A model was proposed by Tolias et al. [55] in which PtdInsP 5-kinase, DGK and GDP-bound Rac exist as a pre-formed cytosolic complex bound to GDI-1. When this GDI-Rac–lipid kinase complex is shuttled to the membrane, upon cell stimulation, synthesis of PA by DGK could activate the PtdInsP 5-kinase. PI-4,5-P2 produced in this way could stimulate the release of Rac from GDI-1, allowing Rac to be activated by nucleotide exchange factors (Fig. 4A). PI-4,5-P2 was also implicated in a number of Rho family functions. Indeed, PI-4,5-P2 binds to and regulates several actin regulatory proteins, including gelsolin, profilin, α-actinin and capZ (reviewed in [61].

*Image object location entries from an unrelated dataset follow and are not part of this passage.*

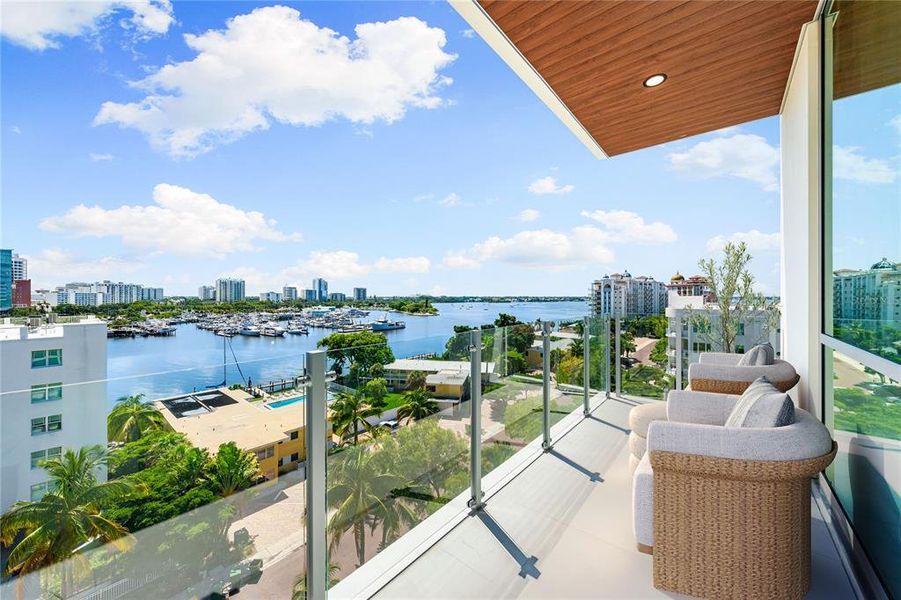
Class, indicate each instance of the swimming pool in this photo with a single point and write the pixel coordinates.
(285, 402)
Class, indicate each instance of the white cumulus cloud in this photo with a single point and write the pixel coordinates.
(743, 155)
(549, 185)
(450, 201)
(630, 227)
(755, 240)
(270, 65)
(180, 222)
(403, 264)
(528, 215)
(40, 25)
(848, 163)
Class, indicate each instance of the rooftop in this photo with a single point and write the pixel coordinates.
(433, 366)
(240, 421)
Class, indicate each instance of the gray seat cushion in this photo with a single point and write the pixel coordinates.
(643, 502)
(762, 405)
(641, 416)
(758, 356)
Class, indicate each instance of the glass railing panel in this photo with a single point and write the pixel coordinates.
(511, 391)
(643, 357)
(400, 443)
(864, 414)
(180, 483)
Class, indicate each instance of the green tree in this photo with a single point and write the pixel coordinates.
(362, 349)
(51, 529)
(505, 320)
(416, 380)
(358, 488)
(659, 353)
(375, 392)
(131, 418)
(232, 469)
(734, 299)
(417, 405)
(349, 412)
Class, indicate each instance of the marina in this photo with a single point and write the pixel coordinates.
(192, 357)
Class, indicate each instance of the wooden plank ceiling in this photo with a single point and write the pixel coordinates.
(727, 62)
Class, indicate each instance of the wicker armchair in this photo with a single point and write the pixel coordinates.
(726, 511)
(720, 373)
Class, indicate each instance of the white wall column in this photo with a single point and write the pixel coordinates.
(800, 131)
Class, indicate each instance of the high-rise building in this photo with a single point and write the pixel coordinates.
(689, 334)
(20, 267)
(321, 287)
(872, 294)
(691, 286)
(229, 290)
(21, 292)
(206, 292)
(152, 294)
(621, 295)
(52, 378)
(6, 279)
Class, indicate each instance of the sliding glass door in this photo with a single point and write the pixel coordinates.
(862, 266)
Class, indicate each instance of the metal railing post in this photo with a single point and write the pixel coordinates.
(619, 362)
(315, 442)
(678, 352)
(475, 436)
(607, 356)
(586, 366)
(546, 384)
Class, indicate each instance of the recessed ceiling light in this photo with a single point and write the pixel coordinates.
(655, 80)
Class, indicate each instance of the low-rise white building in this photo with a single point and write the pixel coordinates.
(685, 341)
(52, 397)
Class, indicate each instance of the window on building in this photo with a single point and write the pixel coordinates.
(41, 455)
(46, 391)
(54, 422)
(46, 358)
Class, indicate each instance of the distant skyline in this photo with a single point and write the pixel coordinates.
(377, 145)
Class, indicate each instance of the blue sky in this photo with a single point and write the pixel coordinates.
(167, 145)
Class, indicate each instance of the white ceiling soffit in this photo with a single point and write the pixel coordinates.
(482, 24)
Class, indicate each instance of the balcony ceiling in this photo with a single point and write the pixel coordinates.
(726, 62)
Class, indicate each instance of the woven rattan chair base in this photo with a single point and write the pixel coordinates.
(726, 528)
(723, 386)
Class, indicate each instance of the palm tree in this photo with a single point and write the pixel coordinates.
(358, 489)
(52, 528)
(418, 405)
(299, 592)
(232, 470)
(131, 418)
(348, 412)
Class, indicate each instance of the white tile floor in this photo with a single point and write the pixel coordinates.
(562, 529)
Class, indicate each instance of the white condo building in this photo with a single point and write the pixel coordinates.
(53, 390)
(20, 267)
(684, 338)
(229, 290)
(872, 294)
(621, 295)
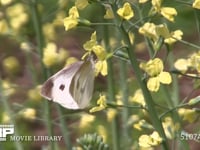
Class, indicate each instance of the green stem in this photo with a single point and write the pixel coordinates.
(104, 24)
(147, 96)
(111, 92)
(124, 88)
(172, 109)
(9, 112)
(40, 44)
(113, 105)
(64, 128)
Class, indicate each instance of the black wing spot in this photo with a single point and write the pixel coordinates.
(62, 87)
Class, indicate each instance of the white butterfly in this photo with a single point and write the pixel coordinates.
(71, 87)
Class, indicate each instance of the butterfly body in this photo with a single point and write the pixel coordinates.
(71, 87)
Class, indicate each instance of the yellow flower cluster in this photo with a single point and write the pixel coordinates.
(51, 57)
(166, 12)
(11, 65)
(196, 4)
(193, 63)
(126, 11)
(101, 102)
(72, 20)
(189, 115)
(91, 46)
(150, 140)
(86, 120)
(17, 16)
(138, 97)
(170, 127)
(154, 68)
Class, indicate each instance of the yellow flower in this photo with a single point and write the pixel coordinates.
(143, 1)
(149, 30)
(156, 4)
(92, 42)
(81, 4)
(154, 68)
(102, 131)
(51, 57)
(101, 67)
(86, 120)
(18, 15)
(194, 61)
(196, 4)
(138, 97)
(8, 88)
(34, 94)
(176, 35)
(3, 26)
(170, 127)
(189, 115)
(181, 64)
(126, 11)
(28, 113)
(99, 52)
(167, 12)
(26, 47)
(49, 31)
(170, 38)
(71, 60)
(109, 13)
(111, 113)
(142, 124)
(92, 46)
(72, 20)
(150, 140)
(11, 65)
(101, 102)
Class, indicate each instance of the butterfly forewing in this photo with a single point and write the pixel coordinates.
(56, 88)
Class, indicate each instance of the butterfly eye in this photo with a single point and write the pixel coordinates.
(62, 87)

RhoGDI-1 was also found to associate with a protein complex containing ezrin, radixin, and moesin (ERM) and their membrane-binding partner CD44 in BHK cells [62]. The ERM proteins participate in the actin filament/plasma membrane interaction as cross-linkers, and CD44 has been identified as one of the major membrane-binding partners for ERM proteins. The COOH-terminal part of ERM proteins interacts with actin, and the NH2-terminal part interacts with CD44. It has been postulated that, in the folded structure of native ERM proteins there is a mutual suppression between the NH2-terminal and COOH-terminal parts [63]. The presence of GTP-bound activated RhoA in cell lysates was found to be required for the binding of ERM proteins to CD44, and an in vitro binding assay revealed that PI-4,5-P2 enhanced the affinity of ERM proteins for CD44 [62]. These findings indicate that RhoA regulates the ERM/CD44 complex formation in vivo probably by up-regulating the PtdInsP 5-kinase, with subsequent enhancement of the PI-4,5-P2 level in plasma membranes. PI-4,5-P2 can then function as a modulator of the unfolding mechanism of ERM proteins, permitting their interaction with actin and CD44. However, it was also found, in MDCK cells, that microinjection of the guanosine 5′-(3-O-thio)triphosphate-bound activated form of RhoA did not induce an increase in the localisation of the ERM family at the plasma membrane, indicating that activation of RhoA itself is not sufficient for this relocalisation [64]. This finding suggests the intervention of other molecules. GDI-1, found in immunoprecipitated CD44/ERM complexes [62], could be a good candidate. Indeed, GDI-1 directly interacts with the NH2-terminal of ERM proteins in vitro, and the exogenous NH2-terminal part of ezrin, introduced into intact COS-7 cells, replaced the endogenous RhoA in the GDI-1 complex isolated from the cells [65]. However, the full-length ERM complex should first open its folded structure for the interaction with GDI-1. This unfolding mechanism remains to be clarified.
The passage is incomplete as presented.